Repeat Rate/Depth/Cycle

To scale volumes you are going to need to move past just the trial build to also layer in the repeat. This is where you consider what percent of those who tried the product purchase at repeat, how soon and how often, and how much. Repeat Rate is the percent who buy again and you really measure this as a first, second, third, etc. repeat because the front-end percent dropped off and stabilizes. Same with the how much at each of these repeats, there may be different patterns that emerge; could be they tried small amounts but more because they really liked it. Could be less because they tried when you dropped a discount or coupon and they only stock up when they expect another discount. The purchase cycle is the time in between purchases and it generally will stabilize toward true consumption rates over time; but may bounce around while you toy with in-store promotions early in launch.

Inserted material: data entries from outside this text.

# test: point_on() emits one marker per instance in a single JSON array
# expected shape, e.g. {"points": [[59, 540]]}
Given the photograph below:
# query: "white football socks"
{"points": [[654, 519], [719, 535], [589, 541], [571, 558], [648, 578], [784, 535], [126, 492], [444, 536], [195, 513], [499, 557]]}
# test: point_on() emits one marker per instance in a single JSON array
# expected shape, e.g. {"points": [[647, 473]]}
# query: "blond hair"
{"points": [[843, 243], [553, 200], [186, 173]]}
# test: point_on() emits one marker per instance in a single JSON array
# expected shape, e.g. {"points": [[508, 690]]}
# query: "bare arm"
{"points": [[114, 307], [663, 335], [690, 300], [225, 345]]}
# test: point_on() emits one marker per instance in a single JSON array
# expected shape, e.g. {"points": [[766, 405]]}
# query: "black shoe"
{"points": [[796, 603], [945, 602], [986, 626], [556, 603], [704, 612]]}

– Trial Rate @ Price Point by Feature driver

– Purchase Depth @ Price Point by Feature driver

– Renewal Rate @ Price Point by Feature driver

Your in-store promotions, especially coupons, track like a special form of price-elasticity; and if you use a more advanced form of testing in your positioning work, you will have included not only price-elasticity itself but various types of in-store promotion effects in a discreet choice model study. People doing this is not terribly common because the macro level effects aren’t that large. However, the tactical effects to hold early store distribution can be critical.

Price/Margin/A&P Expense

The consumer counts translated to consumer takeaway under the store count, media plan exposure, and in-store promotion actions gives you volume estimates. You can use the price and promotion discounted price conversion of these volumes to get to a revenue number. And by tracking the costs of the media plan and in-store tactics as expenses, you can combine them with COGS to move from gross-margin to net-margin estimates. And, now you sort of have a stimulated test market model of your launch. If you have done this up front, you also can take the input numbers and make them the functional area goals you put into the incentive compensation plans you use.

Retailer Perspective

As a side note, our modeling considers product availability or distribution (ACV) to adjust volumes for our consumer’s ability to find the product. However, retailers themselves have their own perspective on the products on their shelves and it can be helpful to understand that. Pretty much all retailers think about ‘turns’; the number of times over a period of time that they sell the item taking up their space. More turns, more money in their pocket. But more sophisticated retailers translate that much further. They are sort of like a real estate business. So they want to understand the profit per linear or square foot. That considers the size of the facings, depth of stock, profit per item, turns, and manufacturer concessions (and you thought you got those in-store promotions, slotting allowances, and free standing inserts out of the kindness or their hearts!).

Measures

A good number of the measures described are very standard in the Food/Drug/Mass channel businesses. Those businesses are heavily audited by panel data companies who you can turn to for service. They are not only good at providing you with data but will guidance on interpreting and using it.